Isolation of stable preinitiation, initiation, and elongation complexes from RNA polymerase II-directed transcription.

Distinct RNA polymerase II transcription preinitiation, initiation, and elongation complexes can be formed in vitro on cloned adenovirus 2 DNA sequences containing the major late promoter. These transcription complexes are stable and can be rapidly isolated by gel filtration of HeLa whole cell extracts. In the absence of exogenous nucleotides and under appropriate salt conditions, a stable but transcriptionally incomplete preinitiation complex is formed. When this complex is incubated in the presence of adenosine or deoxyadenosine triphosphates, the beta-gamma phosphodiester bond is hydrolyzed, and RNA polymerase II joins the complex, thereby converting it into a stable initiation complex capable of forming (but prior to the formation of) the first phosphodiester bond.
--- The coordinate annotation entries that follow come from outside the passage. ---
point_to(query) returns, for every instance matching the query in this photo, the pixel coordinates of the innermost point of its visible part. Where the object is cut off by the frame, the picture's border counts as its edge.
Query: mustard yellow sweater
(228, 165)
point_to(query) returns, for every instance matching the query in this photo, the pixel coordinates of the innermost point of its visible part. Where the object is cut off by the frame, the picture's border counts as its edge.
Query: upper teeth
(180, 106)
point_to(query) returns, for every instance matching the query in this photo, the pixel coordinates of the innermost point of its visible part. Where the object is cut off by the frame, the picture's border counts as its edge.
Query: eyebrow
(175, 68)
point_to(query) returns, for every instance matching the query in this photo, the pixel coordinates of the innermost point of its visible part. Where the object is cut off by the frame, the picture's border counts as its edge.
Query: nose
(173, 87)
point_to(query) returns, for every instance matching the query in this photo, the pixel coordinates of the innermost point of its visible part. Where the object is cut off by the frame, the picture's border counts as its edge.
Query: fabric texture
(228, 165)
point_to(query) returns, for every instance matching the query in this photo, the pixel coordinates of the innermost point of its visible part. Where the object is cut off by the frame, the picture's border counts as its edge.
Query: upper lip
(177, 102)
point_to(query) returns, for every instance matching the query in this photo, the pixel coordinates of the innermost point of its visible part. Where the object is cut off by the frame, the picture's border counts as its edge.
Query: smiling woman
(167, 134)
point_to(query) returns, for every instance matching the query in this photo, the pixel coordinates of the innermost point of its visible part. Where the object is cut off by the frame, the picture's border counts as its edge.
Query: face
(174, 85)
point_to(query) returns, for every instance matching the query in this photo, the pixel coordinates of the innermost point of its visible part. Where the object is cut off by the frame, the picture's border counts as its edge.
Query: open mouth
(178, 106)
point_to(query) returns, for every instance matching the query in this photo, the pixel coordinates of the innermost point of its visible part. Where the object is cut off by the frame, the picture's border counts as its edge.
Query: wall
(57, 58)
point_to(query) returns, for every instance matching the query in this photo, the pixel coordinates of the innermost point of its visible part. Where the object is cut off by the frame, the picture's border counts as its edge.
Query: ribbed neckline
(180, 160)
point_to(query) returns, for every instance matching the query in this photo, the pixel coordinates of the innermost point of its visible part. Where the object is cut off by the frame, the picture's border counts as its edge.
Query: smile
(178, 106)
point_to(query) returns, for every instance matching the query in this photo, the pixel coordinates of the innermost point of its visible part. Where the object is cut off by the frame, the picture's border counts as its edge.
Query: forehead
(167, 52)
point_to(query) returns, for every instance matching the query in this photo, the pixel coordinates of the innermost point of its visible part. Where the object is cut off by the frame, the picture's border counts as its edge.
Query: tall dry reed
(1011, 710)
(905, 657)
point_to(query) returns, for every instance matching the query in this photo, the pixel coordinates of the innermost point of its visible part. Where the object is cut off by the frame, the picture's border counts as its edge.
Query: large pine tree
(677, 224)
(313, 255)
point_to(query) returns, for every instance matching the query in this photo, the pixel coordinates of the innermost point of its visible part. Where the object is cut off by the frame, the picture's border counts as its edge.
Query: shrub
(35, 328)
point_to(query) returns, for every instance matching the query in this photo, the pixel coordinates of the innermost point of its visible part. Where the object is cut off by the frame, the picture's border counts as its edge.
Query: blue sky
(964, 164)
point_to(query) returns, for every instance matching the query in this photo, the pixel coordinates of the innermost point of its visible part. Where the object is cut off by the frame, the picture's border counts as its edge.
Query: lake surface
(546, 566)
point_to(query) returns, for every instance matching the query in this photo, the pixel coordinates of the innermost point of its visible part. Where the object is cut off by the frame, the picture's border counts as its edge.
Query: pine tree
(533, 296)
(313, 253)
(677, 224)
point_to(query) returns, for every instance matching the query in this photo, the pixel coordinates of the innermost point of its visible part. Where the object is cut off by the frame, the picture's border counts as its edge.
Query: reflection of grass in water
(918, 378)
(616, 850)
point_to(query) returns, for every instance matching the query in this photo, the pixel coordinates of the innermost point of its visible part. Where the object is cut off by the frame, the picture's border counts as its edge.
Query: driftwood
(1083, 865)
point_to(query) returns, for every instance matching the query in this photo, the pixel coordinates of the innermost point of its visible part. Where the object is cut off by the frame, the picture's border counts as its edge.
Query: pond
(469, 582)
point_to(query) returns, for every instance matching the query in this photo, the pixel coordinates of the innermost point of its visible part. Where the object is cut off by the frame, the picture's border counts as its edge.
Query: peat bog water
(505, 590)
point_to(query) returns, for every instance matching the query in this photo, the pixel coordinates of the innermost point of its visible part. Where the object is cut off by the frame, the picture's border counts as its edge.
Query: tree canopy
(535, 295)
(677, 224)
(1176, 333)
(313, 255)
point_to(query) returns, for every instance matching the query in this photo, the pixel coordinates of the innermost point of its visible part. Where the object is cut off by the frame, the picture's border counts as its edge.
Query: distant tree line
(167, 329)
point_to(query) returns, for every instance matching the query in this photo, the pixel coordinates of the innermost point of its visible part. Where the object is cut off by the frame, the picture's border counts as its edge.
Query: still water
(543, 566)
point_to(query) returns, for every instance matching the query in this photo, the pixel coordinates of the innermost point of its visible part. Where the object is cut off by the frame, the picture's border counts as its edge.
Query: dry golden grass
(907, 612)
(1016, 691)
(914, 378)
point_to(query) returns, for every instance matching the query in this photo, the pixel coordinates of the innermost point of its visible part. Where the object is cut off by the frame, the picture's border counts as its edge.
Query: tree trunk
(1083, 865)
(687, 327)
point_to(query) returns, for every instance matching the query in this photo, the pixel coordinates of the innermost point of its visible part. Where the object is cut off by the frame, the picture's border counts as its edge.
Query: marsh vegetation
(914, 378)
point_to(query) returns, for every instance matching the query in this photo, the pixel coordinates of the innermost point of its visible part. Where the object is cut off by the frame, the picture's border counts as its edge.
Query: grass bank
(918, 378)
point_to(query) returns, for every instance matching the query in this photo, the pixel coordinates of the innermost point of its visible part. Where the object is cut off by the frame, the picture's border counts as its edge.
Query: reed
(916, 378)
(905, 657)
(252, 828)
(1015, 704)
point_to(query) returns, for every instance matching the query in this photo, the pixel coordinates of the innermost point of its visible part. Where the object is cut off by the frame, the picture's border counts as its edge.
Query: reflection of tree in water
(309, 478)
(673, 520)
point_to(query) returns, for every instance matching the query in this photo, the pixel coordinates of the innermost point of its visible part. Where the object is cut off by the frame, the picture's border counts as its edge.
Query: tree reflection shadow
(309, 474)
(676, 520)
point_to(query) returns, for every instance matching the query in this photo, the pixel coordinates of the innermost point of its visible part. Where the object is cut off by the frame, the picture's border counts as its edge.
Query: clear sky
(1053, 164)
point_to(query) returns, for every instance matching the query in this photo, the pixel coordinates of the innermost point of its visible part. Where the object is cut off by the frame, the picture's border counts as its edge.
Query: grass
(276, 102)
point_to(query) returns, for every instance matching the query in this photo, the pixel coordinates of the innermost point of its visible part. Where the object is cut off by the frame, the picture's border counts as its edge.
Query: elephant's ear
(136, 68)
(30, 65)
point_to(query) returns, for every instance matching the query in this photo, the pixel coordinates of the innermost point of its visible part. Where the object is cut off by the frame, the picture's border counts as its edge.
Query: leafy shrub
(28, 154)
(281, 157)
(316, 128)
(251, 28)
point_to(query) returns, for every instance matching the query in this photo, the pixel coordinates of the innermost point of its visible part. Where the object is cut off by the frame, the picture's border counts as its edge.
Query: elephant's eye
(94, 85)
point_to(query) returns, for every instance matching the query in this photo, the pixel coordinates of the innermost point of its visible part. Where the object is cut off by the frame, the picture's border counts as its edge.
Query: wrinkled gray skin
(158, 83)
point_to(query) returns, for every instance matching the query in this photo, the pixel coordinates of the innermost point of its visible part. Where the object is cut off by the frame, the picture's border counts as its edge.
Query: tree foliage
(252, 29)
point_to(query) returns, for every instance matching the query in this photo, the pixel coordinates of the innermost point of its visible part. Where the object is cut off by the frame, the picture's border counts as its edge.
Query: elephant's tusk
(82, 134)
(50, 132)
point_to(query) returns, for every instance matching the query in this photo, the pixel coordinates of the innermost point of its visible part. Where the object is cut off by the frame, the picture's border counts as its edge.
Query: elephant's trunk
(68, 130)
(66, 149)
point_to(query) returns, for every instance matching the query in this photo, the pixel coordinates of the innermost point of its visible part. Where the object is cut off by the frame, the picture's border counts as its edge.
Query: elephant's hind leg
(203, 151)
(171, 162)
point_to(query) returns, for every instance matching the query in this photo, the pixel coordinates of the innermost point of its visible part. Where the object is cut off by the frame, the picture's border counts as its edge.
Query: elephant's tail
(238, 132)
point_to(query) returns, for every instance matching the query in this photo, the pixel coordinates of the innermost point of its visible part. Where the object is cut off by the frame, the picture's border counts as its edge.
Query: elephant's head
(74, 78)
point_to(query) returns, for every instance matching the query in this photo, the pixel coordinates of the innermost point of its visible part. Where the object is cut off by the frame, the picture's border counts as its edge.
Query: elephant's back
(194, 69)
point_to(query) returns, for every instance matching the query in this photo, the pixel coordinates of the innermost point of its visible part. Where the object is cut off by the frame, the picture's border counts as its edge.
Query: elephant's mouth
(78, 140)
When this complex is isolated and incubated in the presence of all four nucleoside triphosphates, it is converted into an elongation complex that then permits the synthesis of phosphodiester bonds and the correct run-off transcript. A limiting transcription component is sequestered in the preinitiation complex. This factor is released upon elongation and can reassociate with new DNA templates during subsequent rounds of initiation. Therefore, class II genes do not appear to form activated transcription units stable for multiple rounds of transcription; rather, their transcriptional activity may be controlled in part by regulating the association of transcription factors at each initiation event.